## WeRateDogs Data Wrangling Report
### Aaron Johnson



### Gathering

The main `twitter_archive` was provided for us and I was able to save that to pandas data frame by using `pd.read_csv()`. The `images` data frame required me to use the `requests` library to retrieve information from a given url. The last data frame proved to be quite a bit more involved in that it required retrieving twitter API data by using the `tweepy` package. 

Some of the information was not able to be retrieved, with an error message of “No status found with that ID.”

### Assessing

For the initial stages of the assessment I viewed the beginning and end of each data frame, as well as it’s info. This investigation showed that there were quite a few things that needed to be cleaned with the data. 

Issues with quality:
- *timestamp* and *retweeted_status_timestamp* were stored as strings instead of time data.
- 181 of the tweets were actually retweets.
- The values for *source* were stored as an html 'a<' tag.
- Some of the tweets did not have images.
- Tweets had multiple slashes in the *text* column leading to false ratings.
- There were missing dog names.
- Some dogs received the wrong name information.
*in_reply_to_status_id*, *in_reply_to_user_id*, *retweeted_status_id*, *retweeted_status_user_id* all had a float datatype.

### Cleaning

After making a clean copy of each data frame in order to refer to the original raw data, I began *defining*, *coding*, and *testing* each of the issues mentioned in the assessment.

I dropped the tweets that did not have images by writing over the cleaned data with only those tweets whose `expanded_urls` values were not null.

The dogs who had been assigned the wrong name due to the names being extracted incorrectly from the `text` column all had a lowercase word as their name. To fix this I wrote a function to check if the name began with a lowercase letter and to replace the name with a value of ‘None’.

For the dogs with a name of ‘None’, I used numpy to replace the ‘None’ string with a null value.
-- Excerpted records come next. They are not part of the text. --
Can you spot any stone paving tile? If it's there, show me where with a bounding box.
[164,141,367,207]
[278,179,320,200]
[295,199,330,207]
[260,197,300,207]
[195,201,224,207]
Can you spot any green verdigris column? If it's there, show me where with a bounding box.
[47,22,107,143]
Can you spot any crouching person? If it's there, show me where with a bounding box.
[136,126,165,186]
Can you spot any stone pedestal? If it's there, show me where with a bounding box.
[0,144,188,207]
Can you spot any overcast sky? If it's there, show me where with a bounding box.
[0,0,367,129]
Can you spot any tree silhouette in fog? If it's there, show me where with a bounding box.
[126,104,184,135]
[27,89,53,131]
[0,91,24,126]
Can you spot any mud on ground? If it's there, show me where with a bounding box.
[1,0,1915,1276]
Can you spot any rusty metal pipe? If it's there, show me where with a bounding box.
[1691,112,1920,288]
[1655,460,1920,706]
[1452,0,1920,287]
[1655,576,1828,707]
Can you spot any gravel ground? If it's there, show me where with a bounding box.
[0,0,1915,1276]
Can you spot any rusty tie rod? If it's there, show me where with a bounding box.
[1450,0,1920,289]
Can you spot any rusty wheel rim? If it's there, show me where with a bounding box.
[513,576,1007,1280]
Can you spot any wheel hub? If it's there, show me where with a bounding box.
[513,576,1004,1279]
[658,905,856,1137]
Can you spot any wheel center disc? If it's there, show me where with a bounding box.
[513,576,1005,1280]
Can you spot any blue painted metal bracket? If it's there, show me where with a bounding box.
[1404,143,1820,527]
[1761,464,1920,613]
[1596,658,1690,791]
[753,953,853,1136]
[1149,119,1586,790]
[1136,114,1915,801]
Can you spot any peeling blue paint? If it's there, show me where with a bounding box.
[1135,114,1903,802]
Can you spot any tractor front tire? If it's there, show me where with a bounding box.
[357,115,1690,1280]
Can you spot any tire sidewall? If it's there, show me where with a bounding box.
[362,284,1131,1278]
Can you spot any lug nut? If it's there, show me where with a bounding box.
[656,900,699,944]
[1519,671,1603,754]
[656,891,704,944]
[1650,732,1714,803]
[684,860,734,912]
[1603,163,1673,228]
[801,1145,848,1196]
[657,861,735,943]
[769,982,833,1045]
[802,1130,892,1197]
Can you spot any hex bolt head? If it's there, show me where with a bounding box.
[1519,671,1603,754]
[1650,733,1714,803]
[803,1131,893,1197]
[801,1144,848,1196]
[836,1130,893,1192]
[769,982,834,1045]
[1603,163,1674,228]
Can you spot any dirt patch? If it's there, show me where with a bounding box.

I wrote over the dataset with only those tweets whose `retweeted_status_id` was null. I then dropped the retweet_status information.

The tidiness issue of the dog stage variables being stored in both rows and columns proved to be the most difficult by far. I spent hours and hours trying to use pandas melt to combine everything into one column. After giving up on `melt` I found a workaround via stack overflow and through another student’s solution (See references section).

I then joined the data frame with the `favorite_count` and `retweet_count` information to the main archive data frame.

As for the quality issues, I converted the `timestamp` and `retweeted_status_timestamp` to date time date types. I then wrote a function that used regular expressions to clean up the information provided in the `source` column.

I then addressed the issue of the false ratings by writing a function that would save the correct rating in a new column. I then converted the fraction rating to a float rating in order to analyze it later.

### Analyzing

For the analysis I was interested to see what the average rating was, what the most frequent dog stage was, and to see what kind of relationship there was between `retweet_count` and `favorite_count`. 

I found that the average rating was around 1.165, the most frequent dog stage was *pupper*, and I found that there appeared to be a positive linear relationship between `retweet_count` and `favorite_count`.